Por Marcella Starling
Em março de 1964, a primeira página do new york times estampava : “durante mais de meia hora, 38 cidadãos respeitáveis, cumpridores da lei, no queens, viram um assassino perseguir e esfaquear uma mulher, em três investidas separadas e sucessivas, no Kew Gardens, ninguém chamou a polícia durante o assalto; uma testemunha telefonou depois que a mulher estava morta.“. O episódio do assassinato de Kitty Genovese, ficou mundialmente famoso e acabou gerando mais estudos sobre a apatia humana do que o próprio holocausto.
Estudiosos de todas as áreas das ciências sociais se debruçaram sobre o caso em questão, e assim nasceu o que foi chamado de ‘Efeito Espectador’, segundo o qual a presença de vários voyeur’s durante espetáculos questionáveis pode efetivamente inibir intervenções. É o famoso ‘deixa que o outro faz’. Acho que o brasileiro hoje em dia sofre disso.
Perdemos a capacidade de nos admirarmos frente à corrupção. Perdermos a capacidade de nos admirarmos frente à impunidade. O ‘jeitinho brasileiro’ tornou-se regra ao invés de exceção. E todas as pequenas e profícuas condutas dominadas pela antiética diária começaram a se tornar normais. E aí meu caro cidadão, o resultado da equação não poderia ser outro, senão o nosso cenário político atual.

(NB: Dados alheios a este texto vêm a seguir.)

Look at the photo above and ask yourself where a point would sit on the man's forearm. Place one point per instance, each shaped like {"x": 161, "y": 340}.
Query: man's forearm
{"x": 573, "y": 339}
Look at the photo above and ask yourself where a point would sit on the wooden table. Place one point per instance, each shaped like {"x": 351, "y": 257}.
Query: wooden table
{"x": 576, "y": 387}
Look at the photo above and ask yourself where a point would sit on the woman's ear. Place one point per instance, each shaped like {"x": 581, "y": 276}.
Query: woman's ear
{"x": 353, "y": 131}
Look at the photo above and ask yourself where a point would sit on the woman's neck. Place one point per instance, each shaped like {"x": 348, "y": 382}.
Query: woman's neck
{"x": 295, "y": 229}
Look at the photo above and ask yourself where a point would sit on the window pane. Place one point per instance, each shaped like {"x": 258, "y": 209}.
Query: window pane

Uma das grades maravilhas de ser criança, e um dos motivos pelos quais as suas mentes são tão perceptivas é a capacidade de se admirar. Isso ocorre porque elas vivem em um mundo no qual tudo é novidade, possuem a mente livre de pré-conceitos e ideologias e reconhecem que estão ali para absorver e criticar o que o mundo está lhe oferecendo.

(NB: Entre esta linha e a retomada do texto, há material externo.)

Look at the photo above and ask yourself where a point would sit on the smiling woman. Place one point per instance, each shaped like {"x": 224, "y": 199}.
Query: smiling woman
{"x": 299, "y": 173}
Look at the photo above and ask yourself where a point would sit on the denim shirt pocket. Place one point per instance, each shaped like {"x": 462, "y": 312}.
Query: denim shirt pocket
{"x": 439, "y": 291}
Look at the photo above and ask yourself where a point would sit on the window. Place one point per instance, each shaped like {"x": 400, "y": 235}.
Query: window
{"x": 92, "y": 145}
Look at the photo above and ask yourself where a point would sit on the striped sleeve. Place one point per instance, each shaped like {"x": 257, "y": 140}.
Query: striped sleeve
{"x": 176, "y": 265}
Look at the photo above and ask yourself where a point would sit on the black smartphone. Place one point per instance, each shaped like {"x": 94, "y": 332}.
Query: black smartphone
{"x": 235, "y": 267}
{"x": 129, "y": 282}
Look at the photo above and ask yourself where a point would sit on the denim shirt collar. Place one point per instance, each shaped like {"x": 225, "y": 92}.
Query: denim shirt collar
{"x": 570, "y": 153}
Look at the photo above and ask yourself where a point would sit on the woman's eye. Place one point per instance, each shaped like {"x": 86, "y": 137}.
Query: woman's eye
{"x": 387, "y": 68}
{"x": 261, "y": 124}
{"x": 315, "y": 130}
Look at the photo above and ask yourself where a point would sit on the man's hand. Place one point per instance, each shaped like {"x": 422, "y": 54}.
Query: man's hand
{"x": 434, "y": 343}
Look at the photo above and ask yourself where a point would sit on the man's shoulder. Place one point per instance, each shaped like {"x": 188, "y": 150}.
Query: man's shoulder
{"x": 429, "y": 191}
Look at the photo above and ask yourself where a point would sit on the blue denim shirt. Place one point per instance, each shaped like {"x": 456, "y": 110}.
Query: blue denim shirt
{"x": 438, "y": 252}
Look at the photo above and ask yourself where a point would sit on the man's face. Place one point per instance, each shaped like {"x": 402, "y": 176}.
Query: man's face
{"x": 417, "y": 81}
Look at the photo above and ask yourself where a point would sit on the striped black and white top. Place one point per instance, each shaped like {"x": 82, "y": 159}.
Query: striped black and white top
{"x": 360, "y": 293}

É devido a esta capacidade de se admirar que elas conseguem aprender o certo e o errado. Mas além disso, conseguem distingui-los com precisão e sagacidade, muitas vezes colocando os seus pais frente a posições embaraçosas por não entenderem que podem existir mentiras boas, por exemplo.
Porque comecei o texto falando de um assassinato e agora estou falando sobre a benção de ser criança? Porque acredito que os dois exemplos traçam os limites antagônicos entre a apatia e o afã. Porque hoje milhares de brasileiros viraram crianças novamente. Pararam de olhar pela janela imobilizados enquanto o governo se apoderava despropositadamente e desmedidamente dos recursos públicos. Pararam de esperar dos outros telespectadores ação e decidiram agir por conta própria.
Que a apatia não faça mais parte das nossas vidas. Não só para ir a rua e protestar. também para não perdermos a capacidade de nos impressionarmos com aquilo que nos causa aversão. mas acima de tudo para termos a esperança renovada e a coragem de agir pelo que acreditamos.
Eu acredito em um Brasil melhor.
Nota da página: O texto acima foi escrito no último 15 de março, quando o povo se uniu apartidáriamente e por autoconvocação para demonstrar a insatisfação com a atual conjuntura econômica e política.
Texto reproduzido com a autorização da autora.
É mineira e paulista de coração. É advogada e estudante de economia. Está tentando ser aquela pedra jogada ao rio, que gera pequenas ondas ao redor.